6 Tips on Captivating Players from Storm8’s Chief Creative Officer


Tim LeTourneau knows a thing or two about game design. He’s worked in the industry for 25 years – as VP  of the Sims Studio at EA, leading creation of Farmville and now working at Storm8 on titles like Restaurant Story.

At this year’s GDC, he shared insights on launching invest-express games (when users invest in building something and then can buy or earn features to express their style or personality).

Storm8, which just hit one billion unique downloads and 50M MAU, has more than 45 games across multiple genres. LeTourneau shared a case study from Storm8’s cafe simulator, Restaurant Story, and a few lessons learned along the way.

Find Your “Jennifer from Milwaukee”

The most important thing for any game developer, says LeTourneau, is understanding the player.

“Don’t game with yourself in mind. The most important thing for me in thinking about players is that they represent a very different audience than traditional gamers.”

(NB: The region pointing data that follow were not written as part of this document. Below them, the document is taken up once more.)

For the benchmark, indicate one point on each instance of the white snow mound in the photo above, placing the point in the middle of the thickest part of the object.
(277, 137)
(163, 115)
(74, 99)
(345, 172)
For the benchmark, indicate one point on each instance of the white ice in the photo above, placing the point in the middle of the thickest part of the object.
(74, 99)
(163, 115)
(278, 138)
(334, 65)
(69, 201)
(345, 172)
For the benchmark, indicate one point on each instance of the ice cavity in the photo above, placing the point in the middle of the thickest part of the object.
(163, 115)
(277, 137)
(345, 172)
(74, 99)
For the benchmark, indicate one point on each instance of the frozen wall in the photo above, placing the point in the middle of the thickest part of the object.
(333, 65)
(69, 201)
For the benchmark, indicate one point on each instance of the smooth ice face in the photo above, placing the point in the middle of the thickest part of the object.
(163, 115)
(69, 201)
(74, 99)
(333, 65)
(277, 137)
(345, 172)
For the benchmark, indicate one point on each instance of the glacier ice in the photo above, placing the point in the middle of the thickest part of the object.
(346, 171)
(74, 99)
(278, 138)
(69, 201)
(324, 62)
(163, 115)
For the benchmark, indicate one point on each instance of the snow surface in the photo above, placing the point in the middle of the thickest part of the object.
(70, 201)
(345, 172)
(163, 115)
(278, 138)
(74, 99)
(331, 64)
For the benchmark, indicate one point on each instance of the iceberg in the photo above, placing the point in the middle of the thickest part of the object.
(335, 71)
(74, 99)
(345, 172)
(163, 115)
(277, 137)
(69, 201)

For Restaurant Story, the typical player is a 30-something woman. Call her Jennifer.

“It’s important to have a Jennifer, to have a North Star, as you’re developing. Understand who your audience is and stay focused on that.”

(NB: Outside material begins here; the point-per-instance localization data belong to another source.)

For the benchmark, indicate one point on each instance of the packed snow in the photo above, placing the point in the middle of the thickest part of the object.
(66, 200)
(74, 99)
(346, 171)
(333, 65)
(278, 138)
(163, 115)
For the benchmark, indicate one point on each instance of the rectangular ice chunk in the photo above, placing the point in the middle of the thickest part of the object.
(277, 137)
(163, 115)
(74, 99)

Build Predictable Accomplishments

Players in the invest-express genre may only give your game a few minutes a day. Each time they play, whether it’s minutes or half an hour, you need to deliver moments of satisfaction and reward.

“It doesn’t even really matter the genre,” says LaTourneau. “It’s important you deliver moments of accomplishment…For players, these games represent a moment of escape. It’s when they get away from their hectic lives and relax and do something that’s theirs. They want to know the world, they don’t want the world to change.”

Players need this sense of control. In Sims Online, he mentioned, they never gave other players access to their friend’s houses to come in and move things around. Players need to feel proactive, not reactive.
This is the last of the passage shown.